# rocks bottom 3/13



## jblaze29 (Feb 25, 2010)

this is opening weekend at rocks...i got bout 12 bikes with me who else is going??


----------



## jblaze29 (Feb 25, 2010)

i would definetly be there but gotta work til 7 on saturday..plus doing some work to my bike right now sucked a lil water in the tail pipe 2 weekends ago:doh:..it happens..but guys i ride with will be there...artic cat 1000 couple green prowler 1000s..lined brute with 31s so i imagine youll see them


----------



## jblaze29 (Feb 25, 2010)

already taking off 2 sats this month one for rocks bottom and one for anniversary at end of month...where do you live...rocks is in forest ms which is on 20 headed towards meridian maybe 30 mins r so from jackson


----------



## jblaze29 (Feb 25, 2010)

heard that..well hopefully you can get to rocks next weekend and we can link up


----------



## jblaze29 (Feb 25, 2010)

www.rocksbottomoffroad.com


----------



## DjScrimm (Jan 2, 2009)

Rocks is BAD ASSSSSSSS


----------



## bruteboy (Jan 11, 2010)

the 30 backs will be diggin in sat at copiah and then oh yea...rocks next sat.good times and good brews a comin gonna be a good spring and summer


----------



## the grizzly muder (Dec 24, 2009)

ill be there i got 15 bikes and sxs


----------



## 09redbrute (Feb 24, 2010)

i'll be there with a coola full of brews and a good attitude... any miller lite fans? come holla at ya boy


----------



## jblaze29 (Feb 25, 2010)

brute boy is that you mike


----------



## Yesterday (Jan 2, 2009)

DjScrimm said:


> Rocks is BAD ASSSSSSSS


 yes


----------



## Polaris425 (Dec 16, 2004)

ya'll dont forget we have all the rocks pdf waivers & info. stickied here at the top in this section.

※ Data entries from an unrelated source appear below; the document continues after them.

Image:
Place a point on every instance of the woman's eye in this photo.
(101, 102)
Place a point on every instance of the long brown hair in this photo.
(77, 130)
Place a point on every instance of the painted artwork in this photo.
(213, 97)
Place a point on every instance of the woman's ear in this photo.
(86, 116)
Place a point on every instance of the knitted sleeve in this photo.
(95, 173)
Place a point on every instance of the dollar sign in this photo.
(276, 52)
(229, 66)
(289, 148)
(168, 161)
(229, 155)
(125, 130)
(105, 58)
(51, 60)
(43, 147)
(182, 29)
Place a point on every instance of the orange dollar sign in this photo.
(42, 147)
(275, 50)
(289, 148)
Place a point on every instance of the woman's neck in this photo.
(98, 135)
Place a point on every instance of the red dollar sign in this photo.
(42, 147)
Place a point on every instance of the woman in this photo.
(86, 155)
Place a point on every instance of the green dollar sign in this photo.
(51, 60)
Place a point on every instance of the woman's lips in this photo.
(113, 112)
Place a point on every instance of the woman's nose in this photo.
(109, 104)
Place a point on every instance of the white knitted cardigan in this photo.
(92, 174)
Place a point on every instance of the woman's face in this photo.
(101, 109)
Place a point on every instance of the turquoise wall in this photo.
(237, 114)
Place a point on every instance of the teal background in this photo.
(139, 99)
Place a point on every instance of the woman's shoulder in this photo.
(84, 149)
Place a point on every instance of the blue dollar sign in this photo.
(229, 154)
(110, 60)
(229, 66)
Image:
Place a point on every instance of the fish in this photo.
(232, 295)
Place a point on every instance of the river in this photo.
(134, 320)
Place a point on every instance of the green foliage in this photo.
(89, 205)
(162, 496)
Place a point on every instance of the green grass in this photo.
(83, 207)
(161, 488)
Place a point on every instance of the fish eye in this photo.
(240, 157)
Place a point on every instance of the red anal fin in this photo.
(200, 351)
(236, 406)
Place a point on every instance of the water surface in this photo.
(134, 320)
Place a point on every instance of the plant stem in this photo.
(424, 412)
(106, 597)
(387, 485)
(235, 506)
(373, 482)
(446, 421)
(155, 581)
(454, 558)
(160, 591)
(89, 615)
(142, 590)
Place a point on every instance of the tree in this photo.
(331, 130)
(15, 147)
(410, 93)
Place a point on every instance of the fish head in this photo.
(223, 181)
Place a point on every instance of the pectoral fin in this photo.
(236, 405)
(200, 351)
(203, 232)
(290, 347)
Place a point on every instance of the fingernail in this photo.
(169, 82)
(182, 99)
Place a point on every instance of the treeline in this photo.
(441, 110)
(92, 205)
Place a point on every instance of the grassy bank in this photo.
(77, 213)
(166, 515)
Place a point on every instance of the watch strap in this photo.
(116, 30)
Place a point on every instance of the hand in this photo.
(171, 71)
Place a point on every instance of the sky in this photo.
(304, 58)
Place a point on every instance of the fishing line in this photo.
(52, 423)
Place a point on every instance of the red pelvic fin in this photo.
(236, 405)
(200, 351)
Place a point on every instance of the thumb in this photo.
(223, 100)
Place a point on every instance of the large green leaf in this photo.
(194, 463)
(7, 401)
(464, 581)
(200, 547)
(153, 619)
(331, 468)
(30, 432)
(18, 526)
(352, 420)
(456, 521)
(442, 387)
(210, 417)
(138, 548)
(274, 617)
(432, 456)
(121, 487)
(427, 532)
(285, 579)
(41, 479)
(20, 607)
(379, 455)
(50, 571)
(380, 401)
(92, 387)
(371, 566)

http://www.mudinmyblood.net/forum/showthread.php?t=2419


----------



## bruteboy (Jan 11, 2010)

yea jblaze,it is I.the grizz gonna be ready for rocks? keith told me you've sunk some money in that thing,yea i'll be there early with yall with some cold taste great,less filling


----------



## jblaze29 (Feb 25, 2010)

ya ive got all my stuff ordered..should startn rolling in but not in time for me to have it done before rocks...but i will be there no doubt..are you riding with keith and chris


----------



## bruteboy (Jan 11, 2010)

*rocks*

Nah I'm going in my truck cause I may bring my boy with me.But ill be there sometime in the morning


----------



## BlackedOutBF (Feb 6, 2010)

I will def be there.... Its gonna be miller time before ya know it!!! Hey Johnny you ridin with us down there?


----------



## jblaze29 (Feb 25, 2010)

i will know fo sho today i call you after while


----------